Exemplo clínico (vignette)

Paciente adulta, queixa principal de insônia e sensação de vazio após perda. Em 10 sessões de arteterapia concentradas em colagem e pintura gestual, emergiram imagens recorrentes de portas fechadas e objetos quebrados. Através do trabalho com pintura gestual e a construção de pequenas esculturas simbólicas, a paciente pôde narrar memórias fragmentadas e reorganizar sentido sobre a perda. Ao final do ciclo, houve redução subjetiva da intensidade angustiosa e melhoria do sono, confirmadas por autorrelato e registros de sessão. Observações como esta ilustram como a aplicação clínica da arte pode oferecer vias indiretas, porém eficazes, de processamento emocional.

Integração com abordagens psicoterapêuticas

A arteterapia se integra bem com abordagens psicodinâmicas, cognitivas e corporais. Em contextos psicanalíticos, por exemplo, a produção artística funciona como extensão do discurso inconsciente e pode ser lida à luz de transferências e resistências. Referências contemporâneas enfatizam que interpretações devem surgir com moderação, sempre respeitando o simbolismo do paciente.

Como observa o psicanalista e pesquisador Ulisses Jadanhi, a obra criada em sessão funciona como um mediador ético-simbólico: permite ao sujeito encontrar formas de dizer o indizível sem reduzir a experiência a um rótulo.

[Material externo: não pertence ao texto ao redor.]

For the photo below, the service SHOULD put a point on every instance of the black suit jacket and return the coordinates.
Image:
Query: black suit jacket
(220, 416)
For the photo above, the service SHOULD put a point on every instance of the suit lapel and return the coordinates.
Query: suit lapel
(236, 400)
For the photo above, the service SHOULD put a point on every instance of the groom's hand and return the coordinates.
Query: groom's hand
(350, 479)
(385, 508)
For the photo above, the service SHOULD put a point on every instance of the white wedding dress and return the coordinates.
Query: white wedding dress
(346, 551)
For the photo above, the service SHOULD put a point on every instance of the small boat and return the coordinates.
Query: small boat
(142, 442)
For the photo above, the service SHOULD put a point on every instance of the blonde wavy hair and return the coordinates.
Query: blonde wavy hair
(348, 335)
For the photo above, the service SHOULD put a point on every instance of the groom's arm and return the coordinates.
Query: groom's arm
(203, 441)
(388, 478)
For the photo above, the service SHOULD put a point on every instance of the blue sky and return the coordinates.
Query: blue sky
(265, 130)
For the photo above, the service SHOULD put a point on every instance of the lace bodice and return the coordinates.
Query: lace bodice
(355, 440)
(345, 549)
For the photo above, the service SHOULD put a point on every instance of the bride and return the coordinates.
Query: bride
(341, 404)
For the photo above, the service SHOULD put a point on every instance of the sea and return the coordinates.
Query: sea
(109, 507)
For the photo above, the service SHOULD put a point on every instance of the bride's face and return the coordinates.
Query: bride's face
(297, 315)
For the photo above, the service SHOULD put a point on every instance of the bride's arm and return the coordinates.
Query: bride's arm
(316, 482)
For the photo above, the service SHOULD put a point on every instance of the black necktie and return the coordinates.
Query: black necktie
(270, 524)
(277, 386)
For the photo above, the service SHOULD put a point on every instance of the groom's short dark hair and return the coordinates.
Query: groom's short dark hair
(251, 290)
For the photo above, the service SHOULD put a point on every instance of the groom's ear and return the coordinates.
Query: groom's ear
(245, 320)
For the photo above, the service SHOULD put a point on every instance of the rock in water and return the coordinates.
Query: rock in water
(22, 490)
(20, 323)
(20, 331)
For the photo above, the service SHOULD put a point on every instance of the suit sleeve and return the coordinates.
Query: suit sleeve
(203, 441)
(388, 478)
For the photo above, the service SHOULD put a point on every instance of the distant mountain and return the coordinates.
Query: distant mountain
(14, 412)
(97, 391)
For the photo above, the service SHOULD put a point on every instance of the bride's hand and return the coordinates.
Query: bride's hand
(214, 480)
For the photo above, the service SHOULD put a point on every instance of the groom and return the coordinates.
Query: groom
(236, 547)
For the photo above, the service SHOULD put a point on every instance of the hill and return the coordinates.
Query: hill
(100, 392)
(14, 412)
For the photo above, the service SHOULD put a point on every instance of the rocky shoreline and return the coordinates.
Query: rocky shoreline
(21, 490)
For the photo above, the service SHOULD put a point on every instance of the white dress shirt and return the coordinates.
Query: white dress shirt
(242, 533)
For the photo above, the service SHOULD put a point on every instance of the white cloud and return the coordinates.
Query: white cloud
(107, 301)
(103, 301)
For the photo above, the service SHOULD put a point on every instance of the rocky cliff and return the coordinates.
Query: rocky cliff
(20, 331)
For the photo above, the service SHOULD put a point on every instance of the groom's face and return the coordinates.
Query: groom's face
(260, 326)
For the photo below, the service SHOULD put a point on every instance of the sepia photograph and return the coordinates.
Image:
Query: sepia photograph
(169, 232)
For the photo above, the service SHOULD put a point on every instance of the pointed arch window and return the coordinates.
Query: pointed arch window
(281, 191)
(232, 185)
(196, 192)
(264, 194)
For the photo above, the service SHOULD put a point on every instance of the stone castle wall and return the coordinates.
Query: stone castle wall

Uma intervenção sensível reconhece o valor da imagem como enunciado próprio.

Formação, supervisão e ética

Profissionais que aplicam atividades expressivas precisam de formação específica: teoria da imagem, desenvolvimento de materiais, manejo de transferências e intervenções em crises. Supervisão clínica continuada é essencial para evitar leituras precipitadas e garantir segurança emocional dos participantes.

Questões éticas a considerar:

  • Consentimento informado: esclarecer objetivos, limites e destino das produções.
  • Confidencialidade: cuidado ao expor obras em ambientes compartilhados; combinar permissões.
  • Riscos de retraumatização: adaptar técnicas para casos de trauma complexo; planejar ancoragens e saídas seguras.

Contraindicações e limites

Não se trata de contraindicação absoluta, mas de cuidados específicos. Pacientes em crise suicida ativa, psicose aguda ou intoxicação requerem estabilização médica e psiquiátrica antes de sessões de expressão livre. Nesses casos, abordagens arteterapêuticas podem ser integradas ao plano de tratamento apenas com supervisão e em ambiente protegido.

Guia rápido: 10 passos para implementar arteterapia na prática

  1. Defina objetivos claros (regulação, simbolização, reabilitação).
  2. Selecione materiais seguros e versáteis.
  3. Organize o espaço para privacidade e conforto.
  4. Estabeleça contrato terapêutico e limites.
  5. Escolha protocolos curtos inicialmente (8–12 sessões).
  6. Use avaliação pré e pós com escalas validadas.
  7. Documente processos e produções com autorização.
  8. Promova supervisão clínica regular.
  9. Integre com outras intervenções quando necessário.
  10. Reavalie e adapte conforme respostas e feedback.

Recursos práticos e páginas internas

Para aprofundar a prática com materiais e exercícios, veja os recursos do site:

Perguntas frequentes (FAQ) — snippet bait

1. Quanto tempo até ver resultados?

Algumas mudanças emocionais podem ser percebidas nas primeiras 4–6 sessões; mudanças mais sólidas exigem ciclos de 8–12 sessões com avaliação sistemática.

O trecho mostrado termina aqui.